V.K. Agrawal, Member (T)

1. The issue involved in this appeal filed by M/s. Best Cotton Mills (P) Ltd. is whether the diesel generator set is an excisable goods and who is the manufacturer of the impugned diesel generator set.

2. Shri C. Govindaswami, learned Consultant, submitted that the impugned generator set is a 380 K.V.A. generating set consisting of engine with radiator, 38 KVA alternator with coupling device and other components, namely, batteries, base frame, fuel tank and control panel; that at site, civil engineering concrete basement is prepared; that base frame is fixed and attached to the bowels of the earth by base foundation bolts and thereafter engine and alternators are fixed by bolting, welding, drilling or punching holes and finally other components parts are bolted, welded and soldered; that 380 K.V.A. diesel generator set which thus comes into existence is not mobile and is an immovable property; that the activity undertaken does not amount to manufacture as per the decision in SAE India Ltd. v. C.C.E., 1988 (36) E.L.T. 613 & Elecon Engineering Co. Ltd v. CCE, 1999 (31) R.L.T. 5 (T). He further, submitted that marketability of a product is a prerequisite for levy of excise duty as held by the Supreme Court in Quality Steel Tubes (P) Ltd. v. CCE, 1995 (75) E.L.T. 178 (S.C.); Bhor Industries Ltd. v. CCE, 1989 (41) E.L.T. 280 (S.C.) and J.K. Spinning and Weaving Mills v. U.O.I., 1987 (32) E.L.T. 234 (S.C.). He pleaded that impugned diesel set is neither goods nor capable of mobility; that the Collector has observed in the impugned order that by a trade notice issued on November, 1990, it was clarified that generating sets assembled at site out of bought out components would be liable to duty; that law cannot be circumscribed by administrative instructions or trade notices as held by the Tribunal in Polyformalin (P) Ltd. v. CCE, 1985 (21) E.L.T. 145 (T); that, therefore reliance placed on the trade notice by the Collector is fallacious and as such nutility in the eye of law.

3. Alternatively, the learned Consultant submitted that as diesel generating set is quite different from the electric generator set, it will not be covered by Heading 85.02 which applies to ‘Electric Generator Set’; that further addition of 10% as notional profit in the value of impugned goods is not allowable as per decision of the Tribunal in C.C.E. v. Standard Metal Works, 1998 (98) E.L.T. 447 and S.V. Steel & Vessel v. C.C.E., Bombay, 1998 (97) E.L.T. 448 (T); that if excise duty is held to be chargeable on diesel generating set, they would be eligible for Modvat credit of the duty paid on inputs purchased from the market. Further, the learned consultant submitted that the generating set in question was assembled by M/s. Electro Control Devices; that as per the terms of the purchase order, dated 10-8-1990, the balance amount was payable after erection, installation, etc.; that it is settled law that raw material supplier is not the manufacturer. He placed reliance on the decision in the case of Fusion Polymers Ltd. v. CCE -1991 (56) E.L.T. 665 (T).

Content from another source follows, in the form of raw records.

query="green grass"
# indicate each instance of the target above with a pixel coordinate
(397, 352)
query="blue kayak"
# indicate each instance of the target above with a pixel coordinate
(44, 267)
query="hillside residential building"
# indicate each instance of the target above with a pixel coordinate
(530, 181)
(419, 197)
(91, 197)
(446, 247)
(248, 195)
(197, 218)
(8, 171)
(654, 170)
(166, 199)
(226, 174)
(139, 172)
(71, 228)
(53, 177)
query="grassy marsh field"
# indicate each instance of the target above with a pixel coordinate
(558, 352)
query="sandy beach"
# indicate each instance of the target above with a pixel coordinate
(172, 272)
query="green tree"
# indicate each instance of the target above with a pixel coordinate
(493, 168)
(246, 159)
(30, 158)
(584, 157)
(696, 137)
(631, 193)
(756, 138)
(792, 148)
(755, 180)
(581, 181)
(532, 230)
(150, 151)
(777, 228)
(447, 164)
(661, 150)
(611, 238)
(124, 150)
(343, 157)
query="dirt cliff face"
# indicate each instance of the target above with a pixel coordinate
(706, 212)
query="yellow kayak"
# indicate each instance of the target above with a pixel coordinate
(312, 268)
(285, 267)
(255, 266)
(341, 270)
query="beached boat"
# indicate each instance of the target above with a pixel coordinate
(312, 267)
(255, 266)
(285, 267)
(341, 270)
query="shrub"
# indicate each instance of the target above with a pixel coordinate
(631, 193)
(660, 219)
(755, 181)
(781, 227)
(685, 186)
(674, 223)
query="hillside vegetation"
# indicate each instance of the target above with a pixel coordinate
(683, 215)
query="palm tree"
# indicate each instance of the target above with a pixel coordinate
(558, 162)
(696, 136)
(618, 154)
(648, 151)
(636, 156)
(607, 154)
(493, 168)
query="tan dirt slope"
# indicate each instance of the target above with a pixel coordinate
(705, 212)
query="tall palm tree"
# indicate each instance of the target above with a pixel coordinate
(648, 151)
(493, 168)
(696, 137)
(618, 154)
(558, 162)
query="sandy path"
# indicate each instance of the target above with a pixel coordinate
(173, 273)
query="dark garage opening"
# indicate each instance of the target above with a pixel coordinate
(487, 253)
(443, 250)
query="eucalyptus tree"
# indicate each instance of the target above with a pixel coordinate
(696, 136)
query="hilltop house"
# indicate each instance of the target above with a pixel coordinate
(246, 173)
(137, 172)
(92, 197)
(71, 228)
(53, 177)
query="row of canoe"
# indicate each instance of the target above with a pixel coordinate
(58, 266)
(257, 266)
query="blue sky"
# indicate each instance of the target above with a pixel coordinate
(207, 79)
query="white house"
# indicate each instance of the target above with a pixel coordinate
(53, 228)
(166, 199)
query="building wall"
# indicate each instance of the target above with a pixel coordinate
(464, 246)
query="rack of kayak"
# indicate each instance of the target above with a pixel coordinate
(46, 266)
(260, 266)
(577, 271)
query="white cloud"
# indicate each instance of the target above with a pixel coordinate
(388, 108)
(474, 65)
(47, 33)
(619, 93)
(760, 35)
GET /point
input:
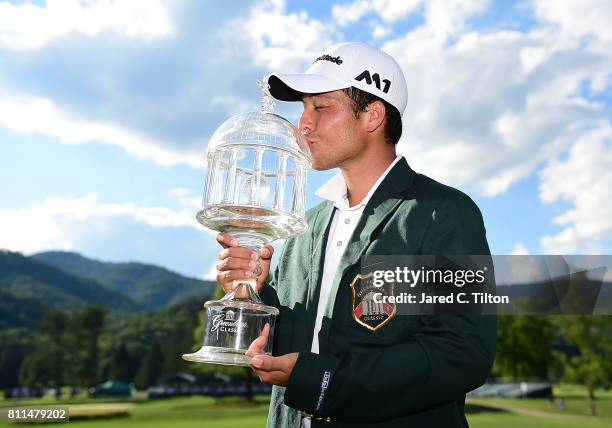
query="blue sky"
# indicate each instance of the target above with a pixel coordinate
(106, 109)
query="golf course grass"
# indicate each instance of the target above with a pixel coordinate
(234, 412)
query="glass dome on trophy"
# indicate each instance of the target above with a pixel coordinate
(256, 190)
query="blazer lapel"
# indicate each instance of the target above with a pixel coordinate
(383, 203)
(320, 232)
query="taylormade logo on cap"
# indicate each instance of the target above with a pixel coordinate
(342, 66)
(336, 60)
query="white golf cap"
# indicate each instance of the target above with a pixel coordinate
(342, 66)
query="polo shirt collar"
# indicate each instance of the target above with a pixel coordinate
(335, 190)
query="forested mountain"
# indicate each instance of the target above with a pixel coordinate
(128, 321)
(151, 286)
(30, 287)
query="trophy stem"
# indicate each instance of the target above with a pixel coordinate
(251, 240)
(243, 290)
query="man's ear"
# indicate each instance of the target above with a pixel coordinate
(374, 116)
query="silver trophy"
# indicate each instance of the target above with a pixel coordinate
(256, 190)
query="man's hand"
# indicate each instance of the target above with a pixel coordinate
(241, 263)
(273, 370)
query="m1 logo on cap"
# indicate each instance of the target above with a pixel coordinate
(374, 77)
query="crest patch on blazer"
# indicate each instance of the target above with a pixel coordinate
(370, 314)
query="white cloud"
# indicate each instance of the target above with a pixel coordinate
(280, 41)
(519, 250)
(584, 180)
(38, 115)
(389, 10)
(485, 110)
(26, 26)
(64, 222)
(578, 17)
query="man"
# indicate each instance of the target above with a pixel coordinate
(329, 366)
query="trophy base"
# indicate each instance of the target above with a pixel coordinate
(218, 355)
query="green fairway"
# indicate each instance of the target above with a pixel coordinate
(233, 412)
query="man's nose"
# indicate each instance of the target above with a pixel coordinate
(306, 124)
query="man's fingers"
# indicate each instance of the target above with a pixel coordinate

4. Countering the arguments, Shri Ashok Kumar, learned DR, submitted that the issue regarding excisability of generating set has been decided by the Appellate Tribunal in the case of Trivani Engg. Works Ltd. v. CCE, Allahabad, 1996 (88) E.L.T. 238 (T). It was held by the Tribunal that the “turbo generator set emerging as a result of appellants activity of assembling turbine manufactured by them with bought out items at site amounts to manufacture of a new commercial article specifically described under Heading 85.03 of Central Excise Tariff Act and is chargeable to duty thereunder.” He further submitted that excise duty will be payable as the appellants have not made the payment for generating set as such but for individual component parts and the generating set came into existence in their factory.

5. We have considered the submissions of both the side. The issue regarding excisability and classification of generating set has been settled by the Tribunal in Trivani Engg. Works case, supra, after considering the judgment of the Supreme Court in the case of Quality Steel Tubes (P) Ltd., supra. The Tribunal held as under :

“Thus it is seen that the turbine and the alternator are in fact taken to the site. Had they been immovable it would not have been possible to take them from place to place or to install them where the customers wished. Because the items are heavy and so have to be fixed in what appears to be a permanent position should not deceive us into holding that they are immovable. Fixing them is necessitated by the need to make them functionally effective to reduce vibration, and to minimise disturbance to the coupling arrangements and other connections with the related equipment. Careful and inflexible alignment and/or levelling are necessary for the operation of the unit of turbine/alternator. Many large machineries are fixed to the ground for the above reasons for optimum operation and to reduce other unwanted side effects that may arise during their operation. Stability alone demands a firm base and rigid placement. The argument that such machinery is immovable hence fails to carry conviction.

What is embedded to earth permanently is the platform on which the turbine and alternator are fixed with foundation bolts and removal of the machinery will not involve any dismantling of the turbine and alternator, in the sence of pulling them down or taking them to pieces, but only undoing the foundation bolts arrangements by which they are fixed to the platform and uncoupling of two units. The turbine and alternator or the generator set thus do not answer the test of permanency which is laid down by the Supreme Court in the case of Municipal Corporation of Greater Bombay v. Indian Oil Corporation -1991 Supp. (2) SCC 18 cited and relied upon by the learned Counsel before us.”

6. We, however, agree with the learned Consultant that the duty cannot be demanded from the appellants as they have not undertaken the assembly of diesel generating set. It has been assembled into a generating set by M/s. Electro Control Device. It is evident from the purchase order, dated 10-9-1990, that the appellants had placed a purchase order for the purpose of diesel generating set. They had also specified the make of engine and alternator in the purchase order. Merely because the generating set was brought into existence in their premises will not make them the manufacturer unless the Revenue is able to establish that M/s. Electro Control Device were their hired labour. No such evidence has been brought on record to prove this aspect. We observe that Collector has held the appellants as manufacturer as all the manufacturing activities were carried out in the licence premises of the appellants. As it has not been rebutted by the Revenue that the generating set was brought into existence by M/s. Electro Control Device, duty cannot be charged from them. Accordingly, no penalty would also be imposable on them.

7. We, accordingly, held that the diesel generating set is excisable goods classifiable under Heading No. 85.02 of the Schedule to the Central Excise Tariff Act. However demand of excise duty is not sustainable against the appellants and accordingly, we set aside the demand of duty and penalty.

8. The appeal is disposed of in above terms.